Meaning of 0-weighted linear weights in SVM I am working with linear SVM (Using SVMlight) and I'm assisting to a weird phenomenon.
The training algorithm weighted some features 0. Does that means such features are irrelevant for the classification?
Looking at the dataset I found that the vectors containing such features belongs only to a category. And that to me sound like the features are very relevant to classify a new observation.
Moreover I have examples of other features belonging to a single category that have a non zero weight and that confuses me even more.
Is that behavior correct or I am missing something?
 A: Have you normalized the data? If not, and you have features measured on very different scales, then your zero coefficients in the equation of the SVM hyperplane may not be zeros, but merely some small numbers, so that corresponding features still contribute to the classification decision. You can remove these features, rebuild the classifier, and check the accuracy of the new classifier.
Theoretically, if certain coefficients in the equation of the SVM hyperplane are equal to zero, then the corresponding features do not contribute to the classification decision.

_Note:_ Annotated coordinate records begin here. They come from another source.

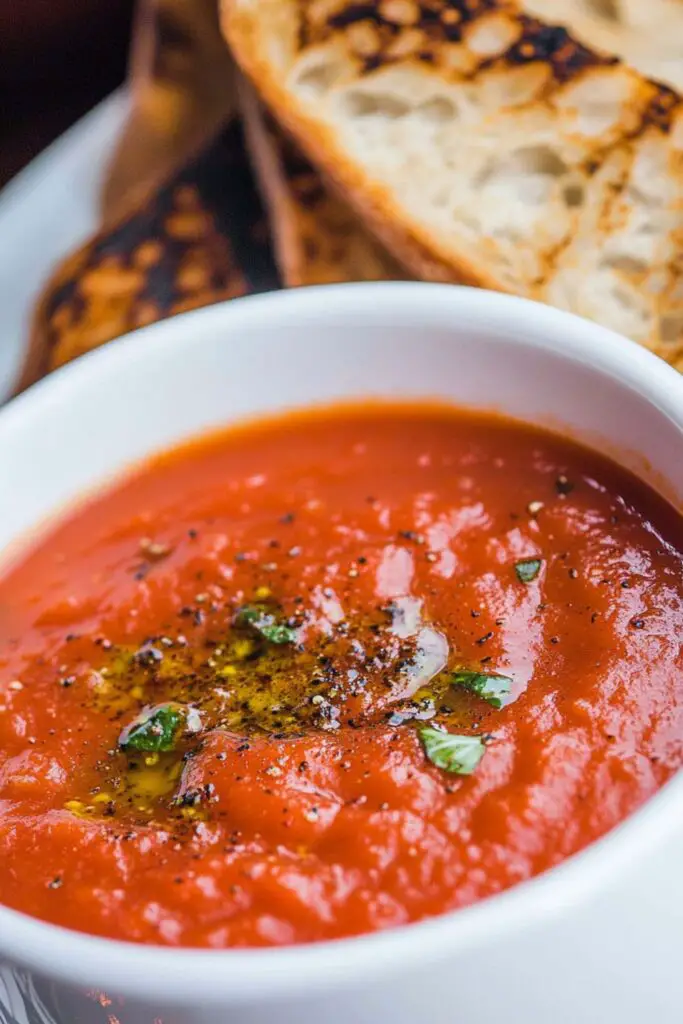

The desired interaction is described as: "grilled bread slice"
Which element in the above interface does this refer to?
[240,83,407,287]
[222,0,683,364]
[16,120,279,390]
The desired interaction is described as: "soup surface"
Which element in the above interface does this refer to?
[0,406,683,947]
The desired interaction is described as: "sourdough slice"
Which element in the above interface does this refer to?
[16,119,279,391]
[222,0,683,366]
[240,82,407,287]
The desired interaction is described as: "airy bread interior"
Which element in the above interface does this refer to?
[223,0,683,361]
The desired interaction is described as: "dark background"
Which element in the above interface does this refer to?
[0,0,133,187]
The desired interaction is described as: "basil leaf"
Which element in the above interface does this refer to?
[119,705,185,754]
[515,558,543,583]
[234,604,297,644]
[451,672,512,708]
[419,726,486,775]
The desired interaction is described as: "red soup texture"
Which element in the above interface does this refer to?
[0,404,683,948]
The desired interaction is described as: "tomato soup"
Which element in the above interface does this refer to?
[0,404,683,948]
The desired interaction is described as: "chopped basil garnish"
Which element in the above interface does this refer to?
[119,705,185,754]
[234,604,296,644]
[419,726,486,775]
[515,558,543,583]
[451,672,512,708]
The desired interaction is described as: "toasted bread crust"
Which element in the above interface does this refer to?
[16,124,278,390]
[222,0,683,362]
[240,82,405,287]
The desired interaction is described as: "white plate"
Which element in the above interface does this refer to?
[0,92,127,402]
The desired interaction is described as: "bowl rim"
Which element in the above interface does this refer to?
[0,282,683,1006]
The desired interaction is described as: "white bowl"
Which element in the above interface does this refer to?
[0,284,683,1024]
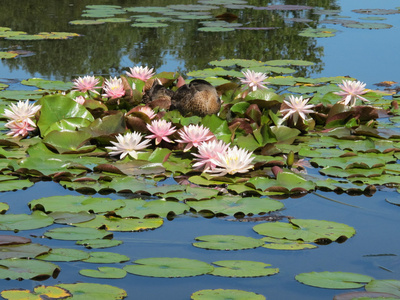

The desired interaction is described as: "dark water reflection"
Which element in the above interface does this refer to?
[0,0,339,80]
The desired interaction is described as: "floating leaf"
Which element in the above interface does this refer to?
[295,272,373,289]
[1,285,71,300]
[190,289,265,300]
[124,257,213,278]
[186,197,284,216]
[253,219,356,242]
[343,22,393,29]
[115,199,189,218]
[83,251,130,264]
[79,267,126,279]
[74,216,163,231]
[76,239,122,249]
[193,235,264,250]
[28,195,125,213]
[299,28,337,38]
[0,243,50,259]
[261,237,317,250]
[0,211,53,231]
[44,227,112,241]
[21,78,73,91]
[365,279,400,297]
[210,260,279,277]
[0,258,60,280]
[56,282,127,300]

If you think that certain features are informative, but they are not used by your classifier, that means that the classifier can get good enough separation using other features, so that other features may also be quite informative.
A: Probably the best thing to remember is that SVM training algorithms are trying to find the best classifier to your training data, and they're usually doing that by solving a convex program. 
Another way to put it is that they're essentially just doing math -- they can't figure out what's "right" at a higher, more intuitive level. They can't take information into account that isn't encoded in the problem. When dealing with SVM algorithms, the data that you feed them and the labels that you assign are all they get.
What that means with zero classifier coefficients is that there is probably an equivalent or better predictor of your data present in the other features (i.e., it's redundant). It may not be an intuitively obvious choice, but it's a choice that that particular algorithm found. A different algorithm (e.g., LibLinear) may have something different to say.
It's best to judge a trained classifier quantitatively, for example with test set accuracy or a different, testable measure.